Kaplan, whom the Cubs said did not wish to be interviewed, reports to general manager Jim Hendry. The Cubs say the hiring is an addition to the baseball operations department and does not signal a change in philosophy.
For years, the Cubs have tried to shed a reputation as being "anti-stats."
"I was joking around before: Look at all those stats we knew that Silva had," Hendry said of pitcher Carlos Silva, who was 1-3 with an 8.60 ERA with Seattle last year before turning it around with the Cubs this season so far. "It's a process. Some of the best guys statistically we've ever signed, the on-base percentage people a year or two ago, it doesn't work out always.
"It's a game that has to have a strong human element, whether it's scouting or performing. You just don't draw people up on computers and plug them in and that means they can perform at Wrigley Field in a pennant race. You just keep putting all your information together.
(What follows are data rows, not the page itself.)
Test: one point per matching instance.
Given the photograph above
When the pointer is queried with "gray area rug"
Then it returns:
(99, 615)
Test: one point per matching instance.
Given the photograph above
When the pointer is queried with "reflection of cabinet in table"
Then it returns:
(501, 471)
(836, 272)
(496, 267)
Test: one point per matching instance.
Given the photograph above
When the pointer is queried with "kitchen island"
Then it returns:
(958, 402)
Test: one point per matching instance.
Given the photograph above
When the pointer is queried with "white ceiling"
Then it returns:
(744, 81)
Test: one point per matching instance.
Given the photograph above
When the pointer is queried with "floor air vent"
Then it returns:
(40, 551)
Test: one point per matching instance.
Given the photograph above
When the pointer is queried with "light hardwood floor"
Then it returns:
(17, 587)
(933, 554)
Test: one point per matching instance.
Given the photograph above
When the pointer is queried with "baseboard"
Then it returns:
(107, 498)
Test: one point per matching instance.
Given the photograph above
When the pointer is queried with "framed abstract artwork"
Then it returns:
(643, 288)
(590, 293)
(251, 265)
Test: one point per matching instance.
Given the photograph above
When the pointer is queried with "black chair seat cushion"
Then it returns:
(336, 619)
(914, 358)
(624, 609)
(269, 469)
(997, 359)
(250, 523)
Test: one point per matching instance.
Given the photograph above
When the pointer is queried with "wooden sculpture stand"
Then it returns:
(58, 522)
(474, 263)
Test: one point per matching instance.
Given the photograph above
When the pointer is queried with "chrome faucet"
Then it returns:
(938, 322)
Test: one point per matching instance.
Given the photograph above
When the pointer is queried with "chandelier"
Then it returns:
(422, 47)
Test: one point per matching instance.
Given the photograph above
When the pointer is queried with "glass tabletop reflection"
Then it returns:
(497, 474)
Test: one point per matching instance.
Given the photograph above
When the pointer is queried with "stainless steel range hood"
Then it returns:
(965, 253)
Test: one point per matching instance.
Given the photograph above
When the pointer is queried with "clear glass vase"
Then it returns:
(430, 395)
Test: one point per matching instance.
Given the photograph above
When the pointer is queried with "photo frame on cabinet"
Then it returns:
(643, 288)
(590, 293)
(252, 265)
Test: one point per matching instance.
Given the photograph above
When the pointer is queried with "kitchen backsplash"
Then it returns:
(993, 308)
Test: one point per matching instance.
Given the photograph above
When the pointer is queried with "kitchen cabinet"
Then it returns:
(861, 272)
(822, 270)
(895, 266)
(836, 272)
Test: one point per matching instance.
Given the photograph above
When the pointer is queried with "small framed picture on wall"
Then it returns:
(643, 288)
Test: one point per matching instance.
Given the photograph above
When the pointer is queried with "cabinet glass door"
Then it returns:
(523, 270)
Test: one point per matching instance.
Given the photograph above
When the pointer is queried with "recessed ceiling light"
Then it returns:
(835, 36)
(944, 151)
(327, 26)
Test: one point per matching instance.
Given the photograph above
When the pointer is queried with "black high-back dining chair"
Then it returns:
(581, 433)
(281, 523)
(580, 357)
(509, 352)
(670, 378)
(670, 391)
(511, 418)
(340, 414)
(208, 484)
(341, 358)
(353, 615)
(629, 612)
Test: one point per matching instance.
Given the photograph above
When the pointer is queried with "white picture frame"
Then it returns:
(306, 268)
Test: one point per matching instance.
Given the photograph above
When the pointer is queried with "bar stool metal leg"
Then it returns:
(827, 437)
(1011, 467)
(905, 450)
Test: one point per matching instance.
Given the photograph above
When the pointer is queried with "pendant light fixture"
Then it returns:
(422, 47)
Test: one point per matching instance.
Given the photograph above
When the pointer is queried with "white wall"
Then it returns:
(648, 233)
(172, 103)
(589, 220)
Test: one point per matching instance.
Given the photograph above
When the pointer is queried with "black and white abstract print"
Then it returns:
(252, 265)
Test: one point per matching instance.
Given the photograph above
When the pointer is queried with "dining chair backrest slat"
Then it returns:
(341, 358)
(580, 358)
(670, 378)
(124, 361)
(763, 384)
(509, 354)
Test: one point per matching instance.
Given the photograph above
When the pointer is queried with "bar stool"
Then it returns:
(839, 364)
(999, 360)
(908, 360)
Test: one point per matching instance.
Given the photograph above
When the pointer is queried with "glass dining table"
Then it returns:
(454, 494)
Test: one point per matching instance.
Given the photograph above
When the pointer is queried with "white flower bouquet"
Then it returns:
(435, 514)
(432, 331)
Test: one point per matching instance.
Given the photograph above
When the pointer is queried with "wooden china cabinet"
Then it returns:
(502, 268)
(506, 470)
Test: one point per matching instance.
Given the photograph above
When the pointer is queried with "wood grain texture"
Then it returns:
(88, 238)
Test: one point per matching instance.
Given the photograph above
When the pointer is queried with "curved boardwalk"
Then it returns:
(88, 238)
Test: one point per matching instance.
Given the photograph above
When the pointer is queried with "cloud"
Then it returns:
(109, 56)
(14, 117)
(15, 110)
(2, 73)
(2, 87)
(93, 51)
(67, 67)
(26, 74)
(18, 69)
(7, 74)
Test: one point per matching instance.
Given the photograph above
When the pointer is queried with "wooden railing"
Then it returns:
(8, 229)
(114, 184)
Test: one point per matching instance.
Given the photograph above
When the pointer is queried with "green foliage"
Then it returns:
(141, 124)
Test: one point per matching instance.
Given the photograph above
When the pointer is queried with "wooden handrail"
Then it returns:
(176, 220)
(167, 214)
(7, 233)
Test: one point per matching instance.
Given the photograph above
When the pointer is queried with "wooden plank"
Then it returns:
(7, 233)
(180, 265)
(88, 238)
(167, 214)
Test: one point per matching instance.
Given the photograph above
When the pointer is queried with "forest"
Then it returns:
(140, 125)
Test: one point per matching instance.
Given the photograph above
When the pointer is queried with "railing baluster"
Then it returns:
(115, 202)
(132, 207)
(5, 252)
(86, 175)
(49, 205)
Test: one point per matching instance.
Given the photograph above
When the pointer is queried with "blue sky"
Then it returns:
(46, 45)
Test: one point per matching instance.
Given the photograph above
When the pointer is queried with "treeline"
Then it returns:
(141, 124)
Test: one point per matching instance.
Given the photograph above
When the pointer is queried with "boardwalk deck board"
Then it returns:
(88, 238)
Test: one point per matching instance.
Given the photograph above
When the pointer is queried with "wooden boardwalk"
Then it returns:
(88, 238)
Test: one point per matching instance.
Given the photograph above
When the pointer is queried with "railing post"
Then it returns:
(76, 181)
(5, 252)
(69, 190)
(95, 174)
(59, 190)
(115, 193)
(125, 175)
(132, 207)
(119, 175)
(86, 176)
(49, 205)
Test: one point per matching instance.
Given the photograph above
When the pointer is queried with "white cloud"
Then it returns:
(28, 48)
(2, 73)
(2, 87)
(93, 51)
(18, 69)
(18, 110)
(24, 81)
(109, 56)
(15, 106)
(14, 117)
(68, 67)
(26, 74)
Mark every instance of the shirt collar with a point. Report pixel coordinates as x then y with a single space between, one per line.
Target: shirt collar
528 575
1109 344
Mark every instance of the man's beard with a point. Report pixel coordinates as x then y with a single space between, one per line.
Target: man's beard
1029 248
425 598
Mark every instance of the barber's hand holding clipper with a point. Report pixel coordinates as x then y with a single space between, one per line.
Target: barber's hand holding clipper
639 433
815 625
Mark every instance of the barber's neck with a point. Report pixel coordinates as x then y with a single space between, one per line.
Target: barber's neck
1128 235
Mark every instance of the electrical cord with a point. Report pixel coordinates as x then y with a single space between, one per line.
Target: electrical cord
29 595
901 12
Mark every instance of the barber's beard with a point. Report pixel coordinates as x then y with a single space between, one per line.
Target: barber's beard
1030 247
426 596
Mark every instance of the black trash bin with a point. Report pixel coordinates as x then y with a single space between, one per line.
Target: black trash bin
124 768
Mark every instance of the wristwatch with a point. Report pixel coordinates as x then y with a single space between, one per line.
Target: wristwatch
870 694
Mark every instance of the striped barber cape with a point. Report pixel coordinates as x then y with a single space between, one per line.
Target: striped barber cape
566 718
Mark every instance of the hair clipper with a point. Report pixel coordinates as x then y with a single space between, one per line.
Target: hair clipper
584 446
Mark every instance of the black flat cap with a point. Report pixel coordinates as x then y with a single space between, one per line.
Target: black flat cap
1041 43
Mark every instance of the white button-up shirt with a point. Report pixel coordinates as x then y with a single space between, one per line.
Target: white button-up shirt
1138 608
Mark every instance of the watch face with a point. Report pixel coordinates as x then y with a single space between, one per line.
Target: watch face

You rely heavily on your scouts."
Hendry noted that Kaplan has done work with the Cubs in the past, doing salary arbitration analysis for former president Andy MacPhail. Kaplan has had his own Web site, ariball.com.
The Cubs say he'll research things such as upcoming six-year free agents and help scouts with improved computer programs. Hendry said he'll be a complement to Chuck Wasserstrom, the Cubs' manager of baseball information.
Draft signings: Look for pitcher Hayden Simpson, the Cubs' No. 1 draft pick out of Southern Arkansas, to be at Wrigley Field as early as this weekend as he appears close to signing.
The Cubs announced that 11 picks had agreed to terms. They include fourth-rounder Hunter Ackerman, a lefty; eighth-rounder Cameron Greathouse, a lefty; 10th-rounder Aaron Kurcz, a righty; and 11th-rounder Eric Jokisch, another lefty.
Kurcz was a teammate of catcher Bryce Harper, the No. 1 overall pick out of the College of Southern Nevada.
Rudy's all right: Cubs manager Lou Piniella stood behind hitting coach Rudy Jaramillo even as Cubs hitters have had a hard time getting into a groove this season.
"Rudy works hard," Piniella said. "He's available every day. He's out there in the batting cages in right field when we're home. They do a lot of work. Sometimes it takes awhile for a person's philosophies and ideas to sink in and work fully. I've got all the confidence in the world in Rudy that he'll help these hitters and our hitting will get better."